Mehmet Görmez, 15 Temmuz'da neden MİT'teydi?

Mehmet Görmez, 15 Temmuz'da neden MİT'teydi?

Eski Diyanet İşleri Başkanı Prof. Dr. Mehmet Görmez, darbe gecesi yaşadıklarını ilk kez anlattı.

Eski Diyanet İşleri Başkanı Prof. Dr. Mehmet Görmez, 15 Temmuz darbe girişimi gecesinde saldırıya uğrayan MİT binasında yaşadıklarını ilk kez detaylı olarak anlatırken MİT Müsteşarı Hakan Fidan’ın başbakanın (Binali Yıldırım) telefonu sonrası yaptıkları toplantıdan ayrıldığını anlattı.

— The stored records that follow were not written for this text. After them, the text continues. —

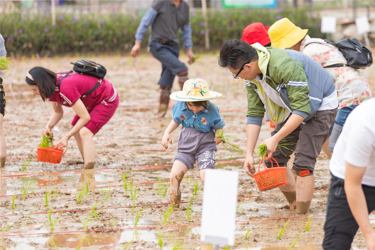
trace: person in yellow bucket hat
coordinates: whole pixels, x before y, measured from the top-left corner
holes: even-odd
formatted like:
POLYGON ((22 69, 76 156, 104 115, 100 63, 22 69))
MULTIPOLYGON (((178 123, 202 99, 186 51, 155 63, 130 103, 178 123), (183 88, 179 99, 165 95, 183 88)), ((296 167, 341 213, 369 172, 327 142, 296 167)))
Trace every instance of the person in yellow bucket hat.
POLYGON ((181 124, 177 154, 170 175, 171 204, 178 207, 181 199, 180 185, 188 169, 194 168, 196 160, 202 183, 206 169, 215 167, 215 154, 221 140, 216 138, 217 131, 225 125, 219 109, 209 101, 221 96, 210 90, 207 82, 200 78, 189 79, 182 90, 170 97, 177 102, 172 108, 173 119, 164 132, 161 144, 165 149, 172 144, 171 133, 181 124))
POLYGON ((328 157, 346 117, 362 102, 371 98, 367 81, 359 70, 345 65, 347 61, 338 48, 320 38, 311 38, 287 18, 276 21, 268 31, 272 46, 290 48, 312 58, 333 77, 337 89, 339 107, 334 122, 323 149, 328 157), (344 64, 343 65, 343 64, 344 64))
MULTIPOLYGON (((333 78, 299 52, 265 48, 258 43, 250 45, 236 39, 223 44, 218 59, 219 66, 231 72, 234 78, 245 80, 248 109, 245 171, 250 176, 256 171, 253 153, 267 112, 277 124, 272 136, 264 142, 267 158, 273 157, 284 166, 295 153, 293 169, 297 182, 287 168, 288 184, 279 188, 291 210, 306 213, 314 194, 316 158, 337 112, 333 78), (284 143, 288 145, 278 148, 284 143)), ((266 165, 271 167, 270 161, 266 161, 266 165)))

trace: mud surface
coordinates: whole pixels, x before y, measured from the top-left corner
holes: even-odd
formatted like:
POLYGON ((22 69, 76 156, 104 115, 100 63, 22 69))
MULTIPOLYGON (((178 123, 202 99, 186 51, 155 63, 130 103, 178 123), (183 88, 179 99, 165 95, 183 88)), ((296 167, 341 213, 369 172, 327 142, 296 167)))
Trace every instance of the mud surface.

Dönemin Diyanet İşleri Başkanı Mehmet Görmez’in 15 Temmuz darbe girişimi gecesi MİT Müsteşarı Hakan Fidan ile görüştüğü biliniyordu. Habertürk’te soruları yanıtlayan Mehmet Görmez o gece neler yaşandığını ilk kez detaylı olarak anlattı.

Görmez o gece MİT binasında olmasının sebebini şöyle anlattı: “Benim o gece orada olmamın nedeni biz yine 2013 yılında DEAŞ’ın ortaya çıkışıyla bir inisiyatif kurduk. Dünyadaki 200 büyük alimden oluşuyordu. 10 kişilik temas grubu oluşturuldu. Temas grubu üyelerinden biri Muaz el-Hatip. 3 ayda bir toplanıyorduk. Bana ‘Bende bilgiler var’ dedi. ‘Bunları cumhurbaşkanımızla paylaşmam lazım yardımcı olur musunuz?’ dedi. ‘Ben de cumhurbaşkanımız yoğundur’ dedim. Bu 15 Temmuz’dan 3-4 gün öncedir. İlk bir randevu verdi MİT Müsteşarı. Sonraki randevu 15 Temmuz günü akşam 20.30. Ben nikah şahitliğinden hemen sonra çıkacaktım. Dediler ki ‘Sayın müsteşar başka bir yerde hocamız ayrılmasın.’ 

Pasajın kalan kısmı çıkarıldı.